Benzodiazepine withdrawal is not just uncomfortable. It can be medically dangerous. When the brain has adapted to the constant presence of the drug, sudden removal can cause rebound anxiety, insomnia, tremors, sweating, nausea, and irritability. In more severe cases, withdrawal can trigger grand mal seizures. The severity ranges from a single seizure episode to, in rare cases, coma and death. This is one of the few classes of drugs where quitting cold turkey can be life-threatening, alongside alcohol and barbiturates.

Withdrawal symptoms that appear in the first week can merge with more persistent symptoms lasting many months. This protracted withdrawal syndrome can include ongoing anxiety, heightened sensitivity to light and sound, tingling or numbness, muscle tension, and difficulty concentrating. The duration is hard to predict and varies widely from person to person.

How Tapering Works

Because of withdrawal risks, the standard approach is a slow, gradual dose reduction rather than stopping all at once. A clinical practice guideline published in the Journal of General Internal Medicine recommends starting with dose reductions of 5 to 10% every two to four weeks, with a maximum reduction pace of 25% every two weeks. In practice, this means a complete taper can take months.

The pace is intentionally slow. For example, a goal of reducing by 20% over four weeks might be achieved by cutting 5% per week or 10% every other week. The schedule is typically adjusted based on how you respond.

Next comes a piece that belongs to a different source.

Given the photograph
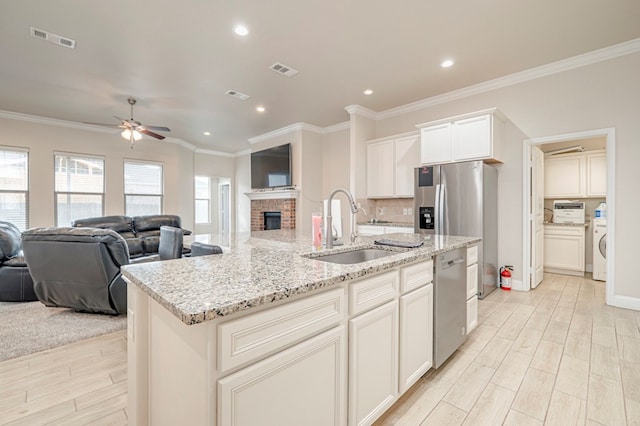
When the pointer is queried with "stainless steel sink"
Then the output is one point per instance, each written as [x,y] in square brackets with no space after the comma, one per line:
[355,256]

If withdrawal symptoms become too intense, the taper slows down. Some people switch to a longer-acting benzodiazepine during the process, which produces more stable blood levels and smoother reductions.

Tapering addresses the physical dependence side. If addiction is also present, treatment usually involves therapy, support groups, and sometimes medication to manage cravings or co-occurring mental health conditions. The behavioral patterns of addiction don’t resolve simply by removing the drug from your system.

The Bigger Picture on Prevalence

SAMHSA’s 2024 national survey found that 1.4% of Americans aged 12 or older misused benzodiazepines specifically in the past year. Among young adults aged 18 to 25, that figure was also 1.4%, which actually represents a decline from 2021 levels. Among adults 26 and older, 1.2% reported benzodiazepine misuse. About 0.7% of the overall population met criteria for a prescription tranquilizer or sedative use disorder.

These numbers may sound small in percentage terms, but they translate to millions of people. And they don’t capture the much larger group who are physically dependent without meeting the threshold for a use disorder, many of whom still face significant challenges when trying to discontinue their medication.